Para desenvolvedores que trabalham segundo as PSRs existem dois tipos de arquivos, arquivos de declaração e os que fazem outras coisas (side-effects, efeitos colaterais na tradução direta ou efeitos secundários na documentação traduzida pelo Enrico Pereira), esta regra especifica exatamente que declarações devem ficar separados dos outros tipos de recursos, levando em conta que declarações entende-se por classes, funções, constantes... e o resto seria a parte de lógica, uso explícito de require e include, geração de saídas (html por exemplo),  modificações ini, modificação de variáveis globais e por ai vai, abaixo dois exemplos tirados da própria documentação:

Isso deve ser evitado:

<?php
// efeito secundário: mudança nas configurações ini
ini_set('error_reporting', E_ALL);

// efeito secundário: carregamento de arquivo
include "file.php";

// efeito secundário: geração de output
echo "n";

// declaração
function foo()
{
    // corpo da função
}

Isso seria correto:

<?php
// declaração
function foo()
{
    // corpo da função
}

// declaração condicional *não é* um efeito secundário
if (! function_exists('bar')) {
    function bar()
    {
        // corpo da função
    }
}

Parece complicado mas é bem simples na verdade.

Os namespaces e as classes DEVEM seguir a PSR-0.

Bem, seguindo a hierarquia das PSRs, quando você decide usar um padrão, todos os outros anteriores automaticamente precisam ser usados também, você pode por exemplo, decidir não usar  a PSR-2 e ficar só com a PSR-1, mas terá que usar a PSR-0 querendo ou não, agora se decidir usar a PSR-0 a PSR-1 não é obrigatória, com isso em mente, volte aqui e aprenda a PSR-0.

Os nomes de classe DEVEM ser declarados em StudlyCaps.
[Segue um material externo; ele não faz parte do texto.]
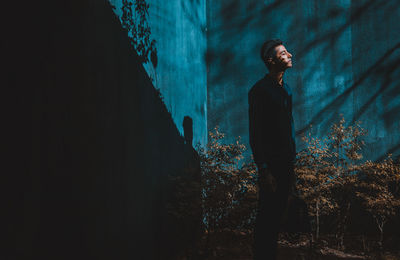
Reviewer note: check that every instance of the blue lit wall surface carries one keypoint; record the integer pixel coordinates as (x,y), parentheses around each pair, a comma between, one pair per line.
(346,61)
(178,26)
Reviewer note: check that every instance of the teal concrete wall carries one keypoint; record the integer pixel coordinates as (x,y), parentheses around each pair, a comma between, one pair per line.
(178,26)
(346,61)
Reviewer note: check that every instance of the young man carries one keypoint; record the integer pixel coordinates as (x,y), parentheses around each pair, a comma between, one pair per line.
(272,141)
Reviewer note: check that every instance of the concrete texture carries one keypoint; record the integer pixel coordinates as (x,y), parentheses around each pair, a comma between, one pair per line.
(90,144)
(179,28)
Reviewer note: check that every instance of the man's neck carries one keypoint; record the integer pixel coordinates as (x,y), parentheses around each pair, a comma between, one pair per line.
(277,76)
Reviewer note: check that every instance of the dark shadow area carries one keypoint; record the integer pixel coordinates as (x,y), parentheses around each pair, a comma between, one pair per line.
(89,142)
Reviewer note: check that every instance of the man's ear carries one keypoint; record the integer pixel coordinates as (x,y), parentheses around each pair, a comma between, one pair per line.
(271,61)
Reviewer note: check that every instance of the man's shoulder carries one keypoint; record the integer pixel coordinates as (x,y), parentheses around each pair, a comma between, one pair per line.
(260,87)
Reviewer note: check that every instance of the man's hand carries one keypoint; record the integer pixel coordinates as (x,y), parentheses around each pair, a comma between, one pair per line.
(267,180)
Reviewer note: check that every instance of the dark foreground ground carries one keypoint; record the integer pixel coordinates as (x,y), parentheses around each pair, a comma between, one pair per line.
(237,246)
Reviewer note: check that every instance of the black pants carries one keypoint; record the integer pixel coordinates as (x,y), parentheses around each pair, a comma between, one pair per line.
(271,207)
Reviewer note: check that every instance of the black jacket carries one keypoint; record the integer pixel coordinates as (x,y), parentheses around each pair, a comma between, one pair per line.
(272,136)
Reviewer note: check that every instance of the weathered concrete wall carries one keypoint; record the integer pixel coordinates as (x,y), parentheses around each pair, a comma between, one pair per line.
(90,144)
(178,26)
(346,61)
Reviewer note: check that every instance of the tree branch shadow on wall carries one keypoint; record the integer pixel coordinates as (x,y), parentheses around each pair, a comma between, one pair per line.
(237,29)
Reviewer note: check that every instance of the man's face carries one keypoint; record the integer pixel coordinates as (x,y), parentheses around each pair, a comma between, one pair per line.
(283,58)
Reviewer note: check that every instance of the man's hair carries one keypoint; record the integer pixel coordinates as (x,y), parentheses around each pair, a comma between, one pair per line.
(268,50)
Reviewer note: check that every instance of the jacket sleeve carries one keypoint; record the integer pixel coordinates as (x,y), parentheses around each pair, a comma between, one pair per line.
(260,115)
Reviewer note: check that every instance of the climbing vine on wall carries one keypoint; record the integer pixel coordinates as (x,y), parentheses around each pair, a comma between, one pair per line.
(134,19)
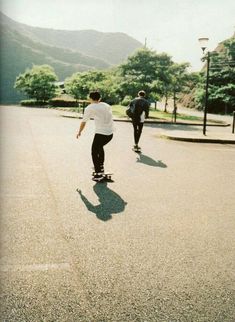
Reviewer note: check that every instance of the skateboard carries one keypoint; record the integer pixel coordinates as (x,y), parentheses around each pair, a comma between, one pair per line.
(105,177)
(137,150)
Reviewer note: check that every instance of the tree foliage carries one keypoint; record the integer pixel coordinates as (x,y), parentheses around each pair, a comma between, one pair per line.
(221,97)
(37,83)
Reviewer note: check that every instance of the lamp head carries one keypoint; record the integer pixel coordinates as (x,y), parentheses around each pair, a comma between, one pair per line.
(203,43)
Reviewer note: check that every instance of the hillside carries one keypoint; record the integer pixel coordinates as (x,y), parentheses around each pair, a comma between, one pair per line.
(66,51)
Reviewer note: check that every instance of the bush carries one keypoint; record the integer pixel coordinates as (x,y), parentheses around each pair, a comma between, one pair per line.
(32,103)
(126,101)
(63,103)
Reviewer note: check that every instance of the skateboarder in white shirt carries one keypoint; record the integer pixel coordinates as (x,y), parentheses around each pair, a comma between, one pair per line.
(102,114)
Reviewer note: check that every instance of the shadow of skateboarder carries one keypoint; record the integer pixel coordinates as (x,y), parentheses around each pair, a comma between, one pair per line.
(109,202)
(142,158)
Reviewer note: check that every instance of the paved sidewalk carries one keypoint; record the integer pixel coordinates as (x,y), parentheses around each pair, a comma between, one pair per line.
(216,132)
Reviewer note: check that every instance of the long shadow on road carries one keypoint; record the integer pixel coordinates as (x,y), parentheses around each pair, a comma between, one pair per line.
(109,202)
(142,158)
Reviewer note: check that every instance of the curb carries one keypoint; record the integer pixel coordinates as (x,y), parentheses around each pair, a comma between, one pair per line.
(156,121)
(197,140)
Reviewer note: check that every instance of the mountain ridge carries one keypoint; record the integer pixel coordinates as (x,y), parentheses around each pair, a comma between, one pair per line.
(23,46)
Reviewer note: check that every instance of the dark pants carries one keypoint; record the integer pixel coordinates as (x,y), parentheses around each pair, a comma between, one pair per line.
(138,126)
(97,150)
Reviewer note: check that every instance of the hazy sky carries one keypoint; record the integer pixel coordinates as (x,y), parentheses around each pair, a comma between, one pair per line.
(171,26)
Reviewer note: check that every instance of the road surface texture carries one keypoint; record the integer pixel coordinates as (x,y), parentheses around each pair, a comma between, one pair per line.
(157,244)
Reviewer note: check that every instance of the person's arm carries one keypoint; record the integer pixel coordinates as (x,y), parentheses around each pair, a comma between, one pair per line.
(147,109)
(86,117)
(82,125)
Aqui tem uma discussão bem legal por conta do que está escrito aqui: http://en.wikipedia.org/wiki/StudlyCaps. A página da Wikipedia diz que "StudlyCaps é uma forma de notação de texto em que a capitalização das letras varia de acordo com algum padrão, ou arbitrária, geralmente omitindo também espaços entre as palavras e muitas vezes omitindo algumas letras." (tradução livre do começo do texto), eu aceito que StudlyCaps é um padrão parecido com o UpperCamelCase, porém separado co underline ("_"), isso porque é o padrão usado pelo ZendFramework que é um membro com voto válido para a definição das regras PSR.

Então a classe Zend_PDF é inválida, e Zend_Pdf é válida, ok!

As constantes de classes DEVEM ser inteiramente declaradas em letras maiúsculas (upper case) separadas por underscores.

Ta, não precisa dizer muito, DIRECTORY_SEPARATOR já explica simples.

Os nomes de métodos DEVEM ser declarados em camelCase.

camelCase é o padrão de escrita em que se omite todos os espaços e são usadas letras maiúsculas para cada palavra, neste caso vamos usar a lowerCamelCase, exemplo:

function erikFigueiredo(){
    /* ... */
}
function erikProgramadorDesigner(){
    /* ... */
}

Conclusão

Pode parecer chato, arbitrário e até mesmo contra mão largar a forma que você gosta de desenvolver e começar a usar este padrão, mas entenda que é por um bem maior, depois que você se acostumar vai ter a certeza que sempre que pegar um código que segue os padrões, em outras palavras, de alguém que se preocupa com qualidade, vai facilitar o entendimento do que está escrito ali, e melhor, vais e muito mais fácil de você desenvolver o que precisa sem se preocupar com o framework PHP que está usando, use o que quiser de onde quiser e pronto, é só se organizar.

Até o próximo artigo, quando vamos falar da PSR-2.